Here is CNN in February 2016:

U.S. investigators have found evidence to confirm what is believed to be the first-of-its-kind cyberattack on a power grid that caused a blackout for hundreds of thousands of people in Ukraine in December.

A U.S. official close to the investigation said the power outage was caused by a sophisticated attack using destructive malware that wrecked computers and wiped out sensitive control systems for parts of the Ukrainian power grid.

(...)

U.S. systems aren't any more protected than those breached in Ukraine, the U.S. official said.

(...)

A sophisticated team of hackers coordinated attacks at the same time against six power providers, the U.S. official said.

The attack was so severe that it knocked out internal systems intended to help the power companies restore power. Computers were destroyed, and even the call centers used to report outages were knocked out.

(...)

The same malware has been found in U.S. industrial systems.

Here is CNN Thursday:

Russia has attempted to attack targets that include "energy, nuclear, commercial facilities, water, aviation, and critical manufacturing sectors" since March 2016, DHS said.

... [Vikram] Thakur, a technical director at Symantec [Security Response], added that cyberattacks like the one DHS described Thursday have the potential to cause significant damage, unlike those in which the attacker is solely looking for information. 

"The only thing that holds an attacker back is political motivation," Thakur said, noting the potential for retaliation by the country that gets hit.

The Nuclear Regulatory Commission and Federal Energy Regulatory Commission claim the attack had no impact on systems this time around, but that does not mean the state-sponsored Russian hackers will stop trying. 

AP:

U.S. national security officials said the FBI, Department of Homeland Security and intelligence agencies determined Russian intelligence and others were behind a broad range of cyberattacks starting more than a year ago. Russian hackers infiltrated the networks that run the basic services Americans rely on each day: nuclear power, water and manufacturing plants.

U.S. officials said the hackers chose their targets methodically, obtained access to computer systems, conducted "network reconnaissance" and then attempted to cover their tracks by deleting evidence of the intrusions. The operation resorted to various methods — including a kind of cyberattack known as spear-phishing — to try to compromise legitimate user accounts, gather user credentials, and target industrial control systems and their networks, officials said.

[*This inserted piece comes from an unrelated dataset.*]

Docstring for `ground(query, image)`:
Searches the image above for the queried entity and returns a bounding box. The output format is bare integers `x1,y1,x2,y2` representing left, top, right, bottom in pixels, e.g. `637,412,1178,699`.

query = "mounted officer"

The U.S. government has helped the industries expel the Russians from all systems known to have been penetrated, but additional breaches could be discovered, officials said.

Energy Secretary Rick Perry says this is why he is creating the Office of Cyber Security and Emergency Response, first announced last month. 

AP:

The new office will consolidate and strengthen efforts to "combat the growing nefarious cyber threats we face," Perry said, adding that his department worked closely with other federal agencies and energy providers to help ensure that hacking attempts "failed or were stopped."

However, Secretary Perry has not indicated when this will happen and POWER Magazine points out the Department of Energy "already has an office dedicated to ensure the nation’s energy delivery system is secure...POWER has reached out to the DOE with questions about how CESER’s focus will be different from OE’s."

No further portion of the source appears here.